The proposed SEC corporate board reforms are not adequate. The triggers are too difficult to reach, and the time delays are too long. To reach the triggers, shareholders must get a 35% vote against a director or a 50% vote to activate the access mechanism. This essentially means that a full-blown proxy battle must be waged as a first step.
Alternatively, we suggest that the trigger step be dispensed with, and the SEC move directly to step 2 for all corporations. Under this step, owners of 5% of outstanding shares (more than 500 million shares in the case of Microsoft) would have an opportunity to add at least one director to the nomination slate.
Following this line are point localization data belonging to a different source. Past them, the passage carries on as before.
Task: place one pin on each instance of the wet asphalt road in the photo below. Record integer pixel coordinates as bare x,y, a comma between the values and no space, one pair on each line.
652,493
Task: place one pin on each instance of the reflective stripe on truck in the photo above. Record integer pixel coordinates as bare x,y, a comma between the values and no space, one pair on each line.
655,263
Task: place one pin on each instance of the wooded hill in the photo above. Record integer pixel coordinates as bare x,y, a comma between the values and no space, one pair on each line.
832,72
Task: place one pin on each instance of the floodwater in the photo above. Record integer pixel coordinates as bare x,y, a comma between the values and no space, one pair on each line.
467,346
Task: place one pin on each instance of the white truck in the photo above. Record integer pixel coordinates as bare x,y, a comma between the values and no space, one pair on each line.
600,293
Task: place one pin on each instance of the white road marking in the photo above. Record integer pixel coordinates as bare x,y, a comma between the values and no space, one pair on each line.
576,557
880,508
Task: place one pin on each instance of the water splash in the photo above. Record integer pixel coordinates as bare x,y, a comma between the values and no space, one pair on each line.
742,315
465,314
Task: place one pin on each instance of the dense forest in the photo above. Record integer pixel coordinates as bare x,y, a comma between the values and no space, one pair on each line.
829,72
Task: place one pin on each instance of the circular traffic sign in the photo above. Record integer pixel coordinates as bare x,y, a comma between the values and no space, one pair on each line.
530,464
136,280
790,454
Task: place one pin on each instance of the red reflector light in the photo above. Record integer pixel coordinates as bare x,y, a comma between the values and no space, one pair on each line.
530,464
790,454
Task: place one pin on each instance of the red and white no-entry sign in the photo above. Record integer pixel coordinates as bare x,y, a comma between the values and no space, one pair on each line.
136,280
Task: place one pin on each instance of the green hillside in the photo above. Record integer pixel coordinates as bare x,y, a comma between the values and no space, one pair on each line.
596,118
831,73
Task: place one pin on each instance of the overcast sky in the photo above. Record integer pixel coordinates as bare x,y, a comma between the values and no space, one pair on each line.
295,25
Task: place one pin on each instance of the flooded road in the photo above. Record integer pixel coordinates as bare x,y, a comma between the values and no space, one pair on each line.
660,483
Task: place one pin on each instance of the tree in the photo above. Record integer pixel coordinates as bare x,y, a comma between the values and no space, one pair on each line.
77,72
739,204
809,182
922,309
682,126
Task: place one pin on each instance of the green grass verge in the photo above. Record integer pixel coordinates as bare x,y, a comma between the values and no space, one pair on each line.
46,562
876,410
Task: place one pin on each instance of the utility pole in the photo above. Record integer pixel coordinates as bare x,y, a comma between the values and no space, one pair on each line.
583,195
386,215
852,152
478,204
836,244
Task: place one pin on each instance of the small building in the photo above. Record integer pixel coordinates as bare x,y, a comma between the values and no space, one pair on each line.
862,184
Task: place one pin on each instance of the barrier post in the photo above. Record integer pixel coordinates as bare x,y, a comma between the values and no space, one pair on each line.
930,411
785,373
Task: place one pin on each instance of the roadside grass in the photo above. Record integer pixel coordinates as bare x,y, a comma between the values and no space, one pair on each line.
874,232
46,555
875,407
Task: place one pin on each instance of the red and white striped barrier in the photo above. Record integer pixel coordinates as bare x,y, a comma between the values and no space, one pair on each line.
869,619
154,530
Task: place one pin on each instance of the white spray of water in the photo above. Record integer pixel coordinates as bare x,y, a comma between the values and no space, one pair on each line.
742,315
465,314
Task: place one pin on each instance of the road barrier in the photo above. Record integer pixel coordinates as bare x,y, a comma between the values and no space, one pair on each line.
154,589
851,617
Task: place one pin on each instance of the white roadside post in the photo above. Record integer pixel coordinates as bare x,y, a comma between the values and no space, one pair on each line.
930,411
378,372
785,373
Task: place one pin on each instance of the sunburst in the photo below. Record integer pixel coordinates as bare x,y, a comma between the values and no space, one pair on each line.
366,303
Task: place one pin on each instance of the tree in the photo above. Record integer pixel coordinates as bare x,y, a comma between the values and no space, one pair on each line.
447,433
This seems reasonable.
If this is not palatable to Corporate America, the following proposal should be instituted: shareholders owing at least 5 percent of the stock for at least two years should be able to submit up to two candidates each year for consideration by the nominating committee, and if the nominating committee rejects these candidates for the Board slate, the company must explain its decision in the annual proxy report. (This is part of the reported settlement in the class action lawsuit between Los Angeles County Employees Retirement Association, "LACERA", among others, and ENTERASYS, and this proposal makes eminently good sense.)
The Maine State Retirement System feels strongly that the proposed SEC nomination policy is insufficient to grant institutional shareholders with reasonable access to the Board nomination process.